Deux autres études dans des journaux scientifiques à comité de lecture ont donné les résultats suivants :
- « Aucune différence n’a été trouvée entre les sols fertilisés avec la biodynamie et les compostes non-biodynamiques. »(3)
- « L’analyse des feuilles [des vignes] ne montre pas de différences entre les deux traitements. Il n’y a pas de différence pour ce qui est du rendement, du nombre de grappes, du poids des grappes et du poids des fruits. »(4)

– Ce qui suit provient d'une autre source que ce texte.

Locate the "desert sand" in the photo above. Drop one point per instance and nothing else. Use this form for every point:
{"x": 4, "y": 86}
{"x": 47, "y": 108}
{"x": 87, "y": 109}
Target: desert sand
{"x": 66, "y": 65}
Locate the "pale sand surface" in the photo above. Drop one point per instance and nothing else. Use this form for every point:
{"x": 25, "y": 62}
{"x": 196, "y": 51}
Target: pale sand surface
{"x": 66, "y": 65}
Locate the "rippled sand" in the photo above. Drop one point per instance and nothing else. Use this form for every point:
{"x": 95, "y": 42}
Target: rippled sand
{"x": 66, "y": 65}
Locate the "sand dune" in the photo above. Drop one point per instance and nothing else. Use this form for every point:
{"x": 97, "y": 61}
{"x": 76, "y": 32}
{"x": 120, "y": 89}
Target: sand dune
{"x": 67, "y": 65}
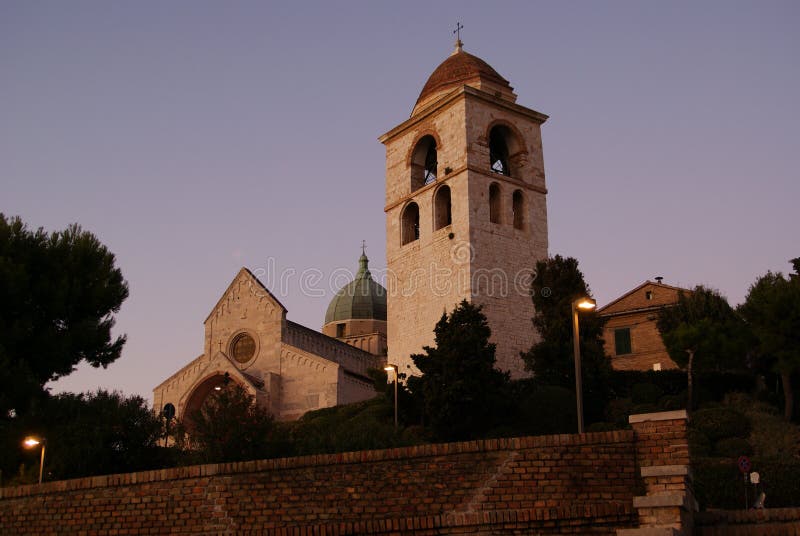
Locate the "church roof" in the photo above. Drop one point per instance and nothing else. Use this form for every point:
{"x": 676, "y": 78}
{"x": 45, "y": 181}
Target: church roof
{"x": 362, "y": 298}
{"x": 459, "y": 69}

L’agriculture biodynamique c’est une harmonie
On laissera le mot de la fin à Thomas Dutroux, responsable des vignes au Château Palmer, Margaux, 3e cru classé, qui a expérimenté la biodynamie sur un hectare en 2008, avant de l’étendre à l’ensemble du domaine : « Dans biodynamie, il y a aussi l’idée de dynamie, c’est l’idée d’organisme agricole, d’une entité, d’une ferme qui fonctionne en harmonie, où tous les éléments se complètent les uns les autres et où on fait appel le moins possible à ce qui vient de l’extérieur ».
Illustration bannière : Préparation utilisée dans l’agriculture biodynamique – © FreeProd33 Shutterstock
Références :
- http://www.demeter.fr/professionnels/cahiers-des-charges/ (Cliquez sur cette source pour remonter)
- Mader et alii, Soil Fertility and Biodiversity in Organic Farming”, 296, 1694-1697 (Cliquez sur cette source pour remonter)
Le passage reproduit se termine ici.